Christopher Sahnwaldt schrieb:
I'm pretty new to MediaWiki and I'm not sure
if I understand
this correctly... Here's my attempt at spelling it out in a bit
more detail:
When a user edits a page and sends the new text to the
server, the server / the RDF extension parses the text, extracts
the desired data and saves it in a RDF store.
I hope I got that about right - please correct me if not!
More or less - the parser parses the text, and hands the bit that is RDF
(turtle) to the RDF-Extension for analysis. It analyzes the statements and would
save it to the database (this is not yet implemented).
Now when I think about the pros and cons of having
this
process run integrated in MediaWiki or on a different server,
a few questions come up... again, I'm new to MediaWiki,
so these may be newbie questions... :-)
How much parsing does MediaWiki currently do when it stores
new text for an article? Are templates expanded / transcluded?
There is a preprocessor that expands all templates recursively. After that, the
real "parser" (read: munger) is invoked to turn wiki text into HTML.

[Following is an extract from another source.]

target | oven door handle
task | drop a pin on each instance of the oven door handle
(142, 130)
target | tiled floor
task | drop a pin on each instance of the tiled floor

In the case of a "semantified" infobox, the substitution process would generate
RDF/Turtle statements using the template parameters. These would in turn be
handed to the RDF extension, which would write the resulting triples to the
database.
How are updates distributed? Do subscribers regularly
poll
the server for recent changes? Or is there some kind of
store-and-forward / publish-subscribe?
There is the RSS/Atom feed (human readable, not easy to parse), and an OAI-PMH
interface ("life update feed"). There's also the web API for polling data in
a
machine readable form, and there's the RC ("recent changes") channel on IRC
(human readable, can't be parsed reliably). True XMPP based pubsub is being
worked on, see <http://brightbyte.de/page/RecentChanges_via_Jabber>.
-- daniel